Some have lots of holes around the outside (which facilitates things like placement of Argon bottle holders) and some have very few. Spacing of harness slots can vary, and some plates have camband slots and others don't. DSS plates have mounting holes for his weight plates, and elastomeric inserts in the lower slots so you don't have to use a triglide to stabilize the harness. Bend angles vary. Material quality and finish vary. And weight varies a little, too. And some manufacturers make plates in different sizes, and others don't.
 
You can streamline anything. There's no magic in a BP/W.



That's a bigger problem and one that a BP won't fix.

All the safety procedures in recreational SCUBA training rely on your ability to become positively buoyant at any point during the dive and on the surface.

If you're negative (you are, by definition at the beginning of the dive), you have no way to achieve positive buoyancy in case of a BC or inflator failure, or OOA, except by ditching your entire rig.

You're more than welcome to buy a BP if you want one, but it won't fix either of your problems.

flots.

I'm not sure I communicated successfully here flots. Please respond again so that I understand your points.

The only problems I am trying to fix are 1)unneeded bulk and 2)the efficiency of traveling with my gear.

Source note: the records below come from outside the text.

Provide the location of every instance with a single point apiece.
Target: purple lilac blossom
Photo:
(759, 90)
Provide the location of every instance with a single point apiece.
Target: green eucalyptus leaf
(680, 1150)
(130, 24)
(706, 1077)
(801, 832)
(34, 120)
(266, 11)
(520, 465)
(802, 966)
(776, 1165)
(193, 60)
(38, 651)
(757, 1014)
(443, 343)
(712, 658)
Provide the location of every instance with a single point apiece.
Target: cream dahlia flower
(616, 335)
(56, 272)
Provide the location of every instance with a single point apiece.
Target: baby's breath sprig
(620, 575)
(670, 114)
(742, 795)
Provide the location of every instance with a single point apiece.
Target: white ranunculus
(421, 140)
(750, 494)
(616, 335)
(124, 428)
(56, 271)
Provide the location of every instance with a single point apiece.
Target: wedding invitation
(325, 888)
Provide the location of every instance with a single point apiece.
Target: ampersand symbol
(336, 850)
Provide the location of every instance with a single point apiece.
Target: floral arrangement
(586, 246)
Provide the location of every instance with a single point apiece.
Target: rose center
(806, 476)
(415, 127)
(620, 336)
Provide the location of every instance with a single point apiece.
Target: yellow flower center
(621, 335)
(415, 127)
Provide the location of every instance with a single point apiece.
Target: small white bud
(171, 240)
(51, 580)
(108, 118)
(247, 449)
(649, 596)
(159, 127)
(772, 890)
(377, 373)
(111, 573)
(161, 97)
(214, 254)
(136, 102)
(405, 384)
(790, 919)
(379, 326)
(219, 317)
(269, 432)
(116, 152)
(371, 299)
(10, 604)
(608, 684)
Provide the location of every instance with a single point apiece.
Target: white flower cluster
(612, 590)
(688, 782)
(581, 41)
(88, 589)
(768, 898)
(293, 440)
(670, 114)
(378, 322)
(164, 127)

I'm pretty sure that I have streamlined the Stiletto as much as I can. I cannot remove the 4 side pockets on my BC (two for weight and two for whatever) which are currently not being used for anything except my spare SMB/spool. They also get on my nerves a bit as they create a lot of bulk around my waist/hip. I have already removed the rear trim pockets, put new cam bands on which are easier to change out on a rocking boat, and put a rigid D ring on the lower right for my larger SMB and reel.

As for travel, I am aiming for smaller and lighter. I have seen how much smaller the travel bags of friends traveling with BP/Ws are and I envy that.

As for my ability to achieve positive buoyancy in the event of an BC failure, I have no problems there and that wasn't one of my reasons for seeking advice about BP/W options. I gave the description of my current set up and weight requirements so that readers would be able to offer advice on the type of plate that would be most suitable for the type of diving I am doing. I've lived through an inflator failure (actually, turned out to be a dump valve stuck in open...), and generally don't use my BC much at all though it has 35 pounds of lift. I am able to change my position easily with my breathing, can fin up without difficulty and maintain my safety stops without issue. And there is always my lift bag. I like the buoyancy characteristics of steel tanks far better and would not dive anything smaller here though I do generally board with at least half of my tank left.